They say there is no such thing as a free feed but when it comes to our own children most of us as parents make sure there is always kai on the table for our kids, whatever the cost may be.
When I was a young fella growing up in a family of 11 kids I can never remember going to school hungry - or when I got back.
We always had a mountain of Weetbix to plough through in the morning followed with toast and tea - as much as you wanted.
When we got home from school hungrier than a beggar at a banquet, there was always a doorstep of Ada Parnwell's fresh barracuda bread, smothered in golden syrup on top of a generous layer of bright yellow butter.
Mum always had back-up growing in the garden and a weekend treat of a Sunday roast with steamed pudding made life in our household as happy as a child could ever ask for.
We didn't mind having flour bags sown into our pants for winter warmth or wrapping up new school uniforms as Christmas presents because we always went to school with a puku full of kai and a pocket full of mum's love.
So we never went hungry, nor did any other kids I went to school with as far as I can remember.
This was back in the day when parents put their kids first and time was a luxury spent on your tamariki, not on yourself.
I know mum went without more times than she let on and the joy on her face when I would come home from selling papers at the pub after school, and share my putea with her will forever remain one of life's highlights.
Today, the time spent by parents with their tamariki is way out of whack and it is this time that I believe is the answer to the free food in schools dilemma we are facing at the moment.
For me, feeding our hungry kids at school is not the solution.

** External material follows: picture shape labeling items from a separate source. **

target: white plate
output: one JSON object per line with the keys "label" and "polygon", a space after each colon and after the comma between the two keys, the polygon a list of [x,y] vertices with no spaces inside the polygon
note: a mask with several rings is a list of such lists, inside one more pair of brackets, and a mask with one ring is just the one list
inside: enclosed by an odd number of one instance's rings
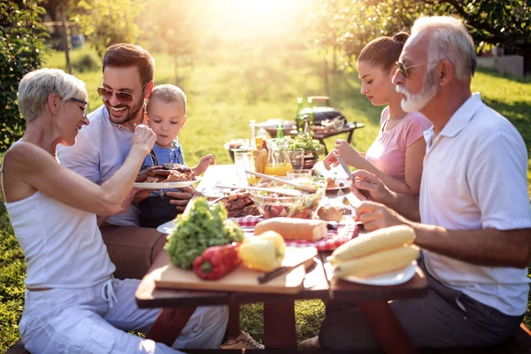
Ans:
{"label": "white plate", "polygon": [[348,189],[350,186],[350,181],[347,180],[346,178],[335,178],[334,181],[335,181],[336,185],[339,186],[340,183],[342,183],[343,186],[327,188],[327,190],[339,190],[346,188]]}
{"label": "white plate", "polygon": [[173,234],[175,229],[175,224],[173,224],[173,220],[170,220],[168,222],[165,222],[162,225],[159,225],[157,227],[157,231],[161,232],[163,234]]}
{"label": "white plate", "polygon": [[389,273],[387,274],[378,275],[372,278],[358,278],[355,276],[349,276],[341,279],[347,281],[366,285],[398,285],[403,284],[412,279],[413,275],[415,275],[416,269],[417,261],[414,260],[405,268],[396,272]]}
{"label": "white plate", "polygon": [[200,180],[200,177],[196,177],[194,181],[180,181],[178,182],[135,182],[133,183],[133,187],[143,189],[167,189],[191,186]]}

By providing kai for them to be fed by their parents in their own home could be.
In many Maori communities where the Marae is still the cornerstone then feeding the children has been and always will be paramount.
In my line of work at Te Tuinga Social Services, I see the signs of poverty every day.
It walks in our front door written across the faces of mothers who are struggling to feed their families and I try to tell them about this precious free commodity called time.
Time is the kai we need to be feeding our kids and when we ask ourselves honestly how much time are we spending with our children then I believe we will get the answer to how well they are doing at school.
Sounds simple but in my experience there is an absolute time investment parallel between the problems and the solutions we face in the modern day instant everything family - of every ethnicity.
The same goes for education. When we spend little or no time teaching our tamariki to read at home then this will show at school.
If our kids aren't doing too well at school, then perhaps we should be asking ourselves - not the teacher - why?
Sure we can dish out the free feed of Weetbix and the hanawiti. But when we do this it takes away the time parents could be and should be spending with their kids, and are we legitamising laziness when we turn on the kai clock at school and the time tap gets turned off at home?
If every struggling home has a weekly box of free Weetbix and milk to kick start their day and the parents' sprinkle a little time and sugar on them, then the schools can get on with what they are best at - teaching and not feeding our kids.
In this age of instant gratification, where we are spending more time on Facebook than time at the kai table, perhaps it is time to log on to just how important the commodity of time is to our tamariki.
There is no such thing as a free feed at home or in the class and if we don't start feeding our kids free time like my mother did, then we could well be paying for it in the future.
Tommy Kapai is a Tauranga author and writer.